Existen cosas en nuestra vida que están tan interiorizadas que consideramos que no existe posibilidad de que sean de otra manera. Un ejemplo claro es la concepción que tenemos del tiempo. Con alguna precisión, comprendemos el tiempo como realidad que continuamente fluye, pasa. Sin embargo, esta idea es solo propia de la visión judía y cristiana de la realidad. Si leemos la antigua mitología griega o nos acercamos a las culturas asiáticas, el tiempo se concibe como una especie de círculo cerrado, por tanto, como una continua repetición.
Nuestra comprensión del tiempo nos permite hablar de ayer, hoy y mañana como momentos relacionados entre sí, pero no como repetición de un único momento. Desde nuestro hoy (presente), miramos el ayer (pasado), como lo que fue y el mañana (futuro), como una posibilidad abierta y no determinada. La «parábola de los talentos» muestra el sentido que el tiempo tiene para el cristiano. Así, partiendo de nuestro presente, el pasado se entiende como el momento en que Dios nos enriqueció con una serie de dones para que los pusiésemos al servicio de los demás. El futuro será el momento en que debamos rendir cuentas a Dios por la manera en que hemos utilizado esos dones. Y el presente es el momento de la verdad, puesto que es cuando debemos empeñar todas nuestras capacidades en hacer florecer esos dones.
Puede parecer una tarea muy grande, pero cuando nos fijamos en la parábola, nos damos cuenta que los dones que Dios da poseen un dinamismo propio que los hace desarrollarse por sí mismos.
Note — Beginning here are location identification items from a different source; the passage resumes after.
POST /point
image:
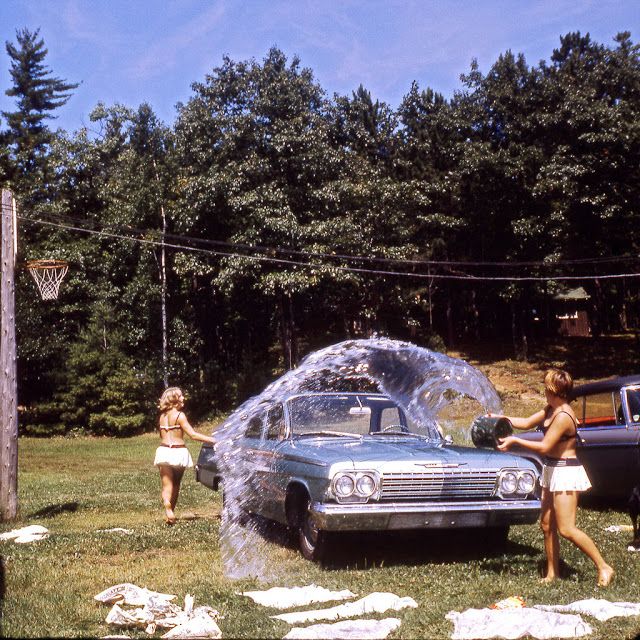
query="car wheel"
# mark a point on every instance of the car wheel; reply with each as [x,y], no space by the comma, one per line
[313,541]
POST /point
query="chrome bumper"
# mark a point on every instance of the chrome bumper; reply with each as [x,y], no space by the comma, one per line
[423,515]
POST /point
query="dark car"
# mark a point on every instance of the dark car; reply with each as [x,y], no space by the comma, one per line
[327,462]
[608,413]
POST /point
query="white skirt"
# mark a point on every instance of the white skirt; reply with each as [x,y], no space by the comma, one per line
[173,457]
[563,477]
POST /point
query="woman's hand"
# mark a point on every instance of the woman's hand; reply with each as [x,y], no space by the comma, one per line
[505,443]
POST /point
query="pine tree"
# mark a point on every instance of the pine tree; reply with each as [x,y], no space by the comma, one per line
[37,94]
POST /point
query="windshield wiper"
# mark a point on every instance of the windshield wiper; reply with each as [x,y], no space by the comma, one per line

Es suficiente con que quien los ha recibido los ponga en juego. No tener miedo y ser valiente en la vivencia del evangelio, implicando la totalidad de la vida, es la llamada que Jesucristo hace hoy a los cristianos. De esta actitud depende nuestra vida presente y la futura.
Por ello, lo importante no es cuáles ni cuántos dones me ha dado Dios, ni qué hice con esos dones. Lo verdaderamente importantes es qué estoy haciendo con ellos ahora. Por eso, el mayor pecado que puede cometer un cristiano es el pecado de omisión. Caer en la «pereza cristiana» es el gran peligro de los seguidores de Cristo. Abandonar la audacia propia que nace de saber que es Dios mismo quien me ha dotado de una serie de dones que son necesarios para que la Iglesia y la sociedad sean mejores y no ponerlos en juego porque se está más «a gusto» y con menos preocupaciones, es lo mismo que despreciar a quien nos ha dado esos dones. En la vida cristiana no existe lo que podríamos llamar un «punto de equilibrio». En la existencia cristiana o se avanza o se retrocede, pero no se permanece igual.